Although having a population of less than 1,500, Hay, which is situated on the border with England, is internationally known both as a book centre and as the venue for a major literary festival. There are approximately thirty sizeable bookshops in the town, some specialising whilst others stock more general titles, with a focus on secondhand and antiquarian.
In addition, the Hay Antiques Market is home to over 20 dealers offering an eclectic mix of antiques and collectables, including classical and farmhouse furniture, clocks, vintage clothing and textiles, all manner of china and ceramics, railway memorabilia, coins, jewellery and paintings; a shop selling a large range of teddy bears and jig-saw puzzles is another feature of the town.
From Thursday 22 May until Sunday 1 June 2014, in the region of 85,000 people will come from all over the UK, Europe, the USA and the rest of the world to join a carnival celebration of ideas and stories at the Hay Festival. The programme of some five hundred events takes place in a tented festival village with writers, politicians, poets, scientists, comedians, philosophers and musicians; Bill Clinton dubbed it 'the Woodstock of the mind'. Hay-on-Wye has two Norman castles within a short distance of each other; lying close to St Mary's Church on the western edge of the town is a small but well-preserved motte.
The main fortress within Hay was situated on the great site commanding the town and river under the current ruins of the castle and mansion. The keep of the current structure is approximately 30ft square and was once four storeys high; the corners of the tower have been much rebuilt and the entire south-east corner of the tower has been replaced. In the C12th century the curtain wall was added to the rampart around the site; this gateway is one of the finest carved castle gateways in Wales and the two gates, although of different ages, would appear to be very old. In the 1660s a new mansion was built on the north side of the castle and, like so many other properties in the town, it is now used as a second-hand book shop.
Offa's Dyke Path follows the route of the ancient Anglo-Welsh border defence earthwork built by Offa, King of Mercia, between 757 and 796 AD from the Severn Estuary to the North Wales Coast; it runs along the ridge of the Black Mountains and passes through Hay-on-Wye. The Wye Valley Walk extends from Chepstow, crosses the Offa's Dyke Path at Hay and continues to Rhayader.

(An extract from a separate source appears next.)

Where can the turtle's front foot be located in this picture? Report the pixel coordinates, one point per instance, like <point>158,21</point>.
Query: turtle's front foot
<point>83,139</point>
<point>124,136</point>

The Kilvert Gallery is housed in the former home of the Victorian diarist Reverend Francis Kilvert in the village of Clyro, near Hay-on-Wye. It is well known for its enthusiastic representation of highly original and occasionally provocative work by both established artists and young contemporaries. The gallery houses a constantly changing selection of paintings, sculpture, ceramics, jewellery, furniture, papier-mache and more unusual three-dimensional work.
Situated south-west of Hay, near the village of Glasbury, Maesyronnen Chapel is a Grade I listed building, one of the earliest Nonconformist chapels to be built in Wales (at the end of the C17th), and the only one existing from that time to be largely unchanged and still in use as a chapel.